@coded@minion and me (@dfh) have been brainstorming over different ways to do secret management in Aux given the rather bad state in which the nix secrets management stuff currently is.
The problems we are trying to avoid with the new solution:
Secrets committed to git
Secrets can’t change without redeployment/ being part of system configuration
The need for an unencrypted secret on disc, typically SSH key
Secret versioning, rotation, attestation and auditing are quite hard
A big aspect for the project is to use declarative methods for secret generation where possible. The gokey utility is an inspiration for this idea, but does not resolve the issues for secrets that are pre-shared in nature (think API tokens, WiFi passwords, etc).
We wanna hear your thoughts and how you would like the solution to look and feel.
If you’re into this topic, please help us out. You can join The Matrix Room or DM us on the discourse
Secrets can’t change without redeployment/being part of system configuration
This makes it no longer reproducible, as the secrets are versioned separately. I don’t think it’s a problem for e.g. API tokens as they are inherently not reproducible (you can’t rollback to an old configuration with a revoked API token), but if you mess up your password you might want to rollback to a previous config.
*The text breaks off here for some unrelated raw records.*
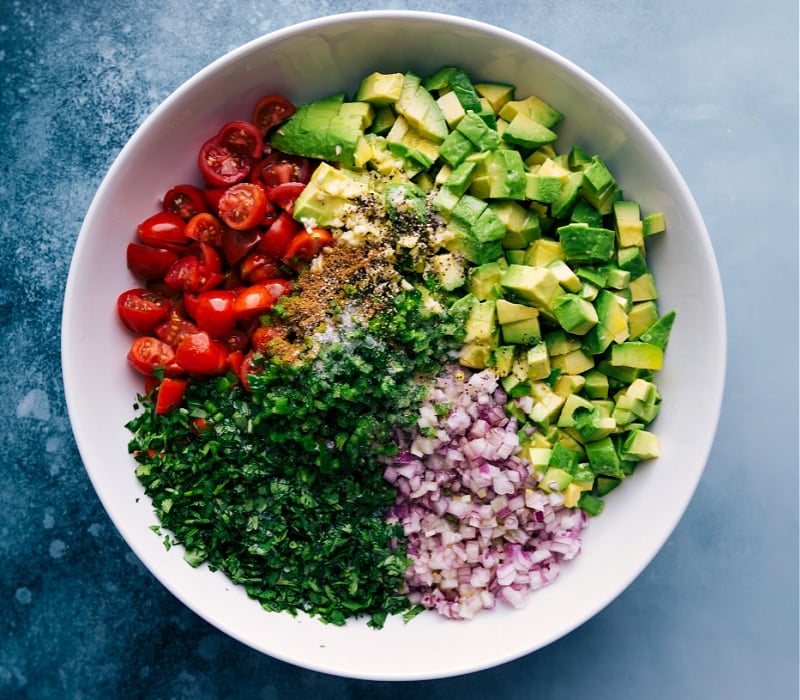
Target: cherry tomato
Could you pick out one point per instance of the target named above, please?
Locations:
(214, 312)
(206, 228)
(276, 239)
(270, 111)
(259, 298)
(148, 263)
(164, 227)
(148, 353)
(185, 200)
(170, 394)
(236, 244)
(262, 338)
(174, 329)
(142, 310)
(243, 206)
(198, 353)
(284, 195)
(242, 138)
(258, 267)
(306, 244)
(221, 167)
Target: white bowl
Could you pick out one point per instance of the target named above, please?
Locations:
(314, 59)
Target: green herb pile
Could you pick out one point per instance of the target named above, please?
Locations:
(282, 488)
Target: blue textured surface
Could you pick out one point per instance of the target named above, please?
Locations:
(716, 613)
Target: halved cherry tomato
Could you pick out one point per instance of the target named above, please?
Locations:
(259, 298)
(198, 353)
(185, 200)
(148, 263)
(147, 353)
(243, 206)
(214, 312)
(170, 394)
(270, 111)
(162, 229)
(284, 195)
(257, 267)
(276, 239)
(242, 138)
(174, 329)
(237, 244)
(205, 227)
(306, 244)
(221, 167)
(142, 310)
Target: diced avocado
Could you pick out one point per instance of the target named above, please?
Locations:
(640, 445)
(380, 88)
(542, 252)
(532, 107)
(524, 131)
(498, 94)
(452, 109)
(538, 362)
(596, 386)
(658, 333)
(637, 355)
(586, 244)
(419, 107)
(653, 223)
(502, 360)
(478, 133)
(641, 316)
(643, 288)
(455, 148)
(575, 315)
(573, 362)
(484, 280)
(628, 222)
(603, 458)
(537, 284)
(449, 270)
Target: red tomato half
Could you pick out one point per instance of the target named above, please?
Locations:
(162, 229)
(148, 263)
(306, 244)
(185, 200)
(242, 138)
(206, 228)
(199, 354)
(221, 167)
(243, 206)
(270, 111)
(214, 312)
(142, 310)
(170, 394)
(148, 353)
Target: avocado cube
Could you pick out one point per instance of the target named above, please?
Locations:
(640, 445)
(641, 316)
(628, 222)
(658, 333)
(637, 355)
(455, 148)
(575, 315)
(478, 133)
(524, 131)
(537, 284)
(586, 244)
(603, 458)
(380, 88)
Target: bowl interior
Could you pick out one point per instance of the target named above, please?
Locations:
(312, 60)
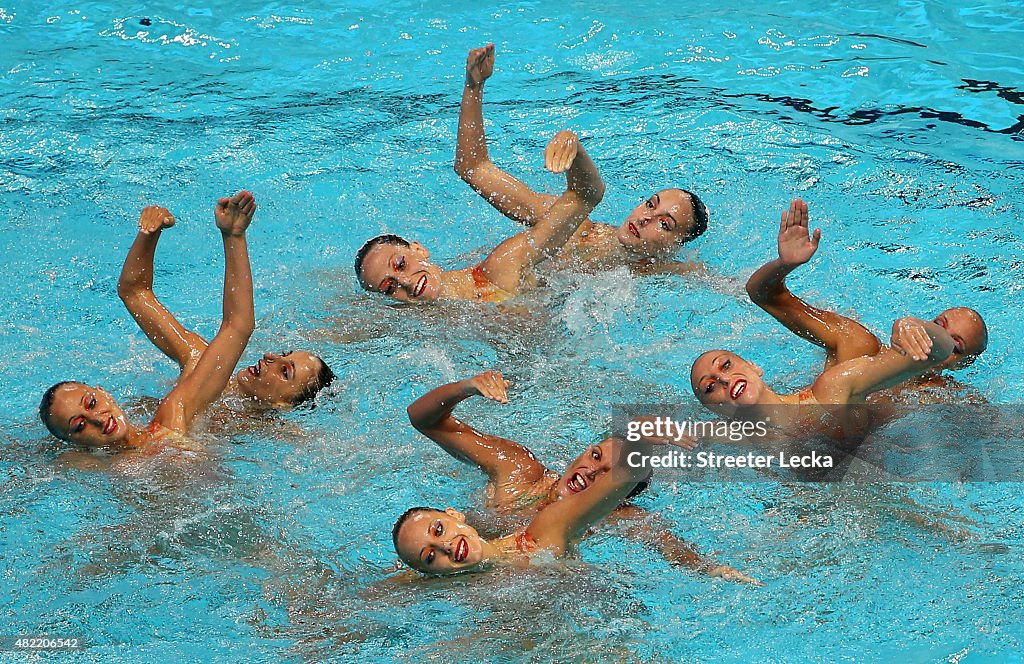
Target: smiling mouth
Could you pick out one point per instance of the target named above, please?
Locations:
(461, 550)
(111, 426)
(577, 483)
(420, 286)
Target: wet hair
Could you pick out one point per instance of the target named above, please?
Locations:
(406, 515)
(47, 403)
(984, 331)
(699, 216)
(324, 378)
(360, 255)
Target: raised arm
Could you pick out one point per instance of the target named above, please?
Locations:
(500, 458)
(842, 337)
(851, 381)
(510, 264)
(505, 193)
(198, 388)
(135, 290)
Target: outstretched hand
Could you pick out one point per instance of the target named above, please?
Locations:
(561, 152)
(236, 213)
(155, 218)
(910, 338)
(493, 385)
(732, 574)
(796, 245)
(479, 65)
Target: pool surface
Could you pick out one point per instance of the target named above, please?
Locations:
(901, 124)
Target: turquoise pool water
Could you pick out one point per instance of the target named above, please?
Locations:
(901, 124)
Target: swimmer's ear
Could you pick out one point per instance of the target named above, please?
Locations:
(420, 249)
(456, 514)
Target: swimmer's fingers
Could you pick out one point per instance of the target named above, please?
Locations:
(479, 65)
(235, 214)
(730, 574)
(561, 152)
(910, 338)
(491, 384)
(154, 218)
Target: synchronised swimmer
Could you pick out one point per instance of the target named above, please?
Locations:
(552, 510)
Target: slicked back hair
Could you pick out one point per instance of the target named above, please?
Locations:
(360, 255)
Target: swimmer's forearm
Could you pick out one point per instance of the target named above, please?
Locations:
(471, 144)
(136, 274)
(768, 283)
(239, 310)
(584, 178)
(427, 411)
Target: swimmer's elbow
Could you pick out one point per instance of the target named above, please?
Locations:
(593, 193)
(128, 290)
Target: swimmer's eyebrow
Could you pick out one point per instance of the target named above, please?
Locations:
(82, 404)
(657, 199)
(713, 363)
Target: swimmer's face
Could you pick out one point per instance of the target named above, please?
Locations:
(87, 416)
(401, 273)
(724, 382)
(969, 332)
(278, 380)
(658, 224)
(590, 465)
(439, 542)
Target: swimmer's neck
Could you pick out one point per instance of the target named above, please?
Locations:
(458, 284)
(136, 439)
(606, 236)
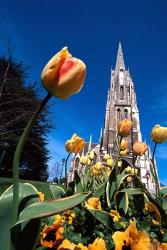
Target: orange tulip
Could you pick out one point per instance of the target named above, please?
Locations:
(124, 145)
(63, 75)
(139, 148)
(75, 144)
(159, 134)
(124, 128)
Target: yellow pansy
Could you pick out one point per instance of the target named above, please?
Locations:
(98, 244)
(93, 203)
(132, 239)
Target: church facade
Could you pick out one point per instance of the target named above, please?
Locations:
(121, 103)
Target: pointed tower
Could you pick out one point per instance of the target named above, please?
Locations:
(121, 104)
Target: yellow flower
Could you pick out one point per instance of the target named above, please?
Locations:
(96, 169)
(164, 246)
(116, 216)
(109, 162)
(41, 196)
(132, 239)
(128, 170)
(75, 144)
(159, 134)
(98, 244)
(106, 157)
(154, 211)
(139, 148)
(124, 152)
(83, 160)
(69, 216)
(53, 233)
(93, 203)
(80, 247)
(63, 75)
(124, 128)
(124, 145)
(66, 245)
(92, 155)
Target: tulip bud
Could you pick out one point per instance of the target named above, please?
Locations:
(124, 144)
(129, 179)
(83, 160)
(109, 162)
(75, 144)
(124, 128)
(106, 157)
(63, 75)
(128, 170)
(139, 148)
(124, 152)
(159, 134)
(92, 155)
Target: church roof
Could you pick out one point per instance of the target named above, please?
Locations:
(120, 60)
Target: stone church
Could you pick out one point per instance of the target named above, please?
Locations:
(121, 103)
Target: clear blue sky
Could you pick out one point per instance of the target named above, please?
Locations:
(92, 30)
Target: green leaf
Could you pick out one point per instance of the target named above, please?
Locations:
(100, 191)
(48, 208)
(102, 216)
(56, 191)
(27, 195)
(122, 201)
(78, 184)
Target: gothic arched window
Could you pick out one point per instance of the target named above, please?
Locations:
(76, 163)
(121, 93)
(118, 114)
(126, 113)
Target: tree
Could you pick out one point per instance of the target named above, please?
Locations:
(18, 102)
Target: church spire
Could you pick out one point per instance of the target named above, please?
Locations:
(120, 60)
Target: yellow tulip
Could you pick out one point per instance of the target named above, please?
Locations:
(159, 134)
(63, 75)
(51, 234)
(75, 144)
(66, 244)
(92, 155)
(139, 148)
(109, 162)
(106, 157)
(124, 128)
(98, 244)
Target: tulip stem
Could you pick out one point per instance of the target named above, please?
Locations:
(155, 172)
(66, 182)
(116, 162)
(17, 157)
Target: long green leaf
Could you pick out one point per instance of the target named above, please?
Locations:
(27, 195)
(57, 191)
(102, 216)
(48, 208)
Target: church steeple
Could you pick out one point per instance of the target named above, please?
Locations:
(120, 60)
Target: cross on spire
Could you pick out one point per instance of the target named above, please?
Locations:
(120, 60)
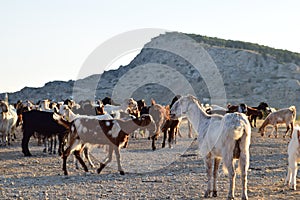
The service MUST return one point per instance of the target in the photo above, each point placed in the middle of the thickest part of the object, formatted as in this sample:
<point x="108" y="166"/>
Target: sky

The need for an unencrypted secret on disc, typically SSH key
This is less of a problem in personal deployments (e.g. PC or home server, where physical access is not much of a threat) and it is much simpler, so I’d like to still have this as an option for simpler/lower security stuff.
Secret versioning, rotation, attestation and auditing are quite hard
Agree.
My conclusion is that you recommend versioning them separately which makes sense (you’d want to use newer passwords/API tokens where possible) and this would allow us to address most other problems (plain text secret on disk, secrets on git, etc.), but it might interfere with rollbacks.
I think agenix/sops is fine for home deployments and easier to manage, but for more professional deployments, having something like a TPM backed password store would be nice.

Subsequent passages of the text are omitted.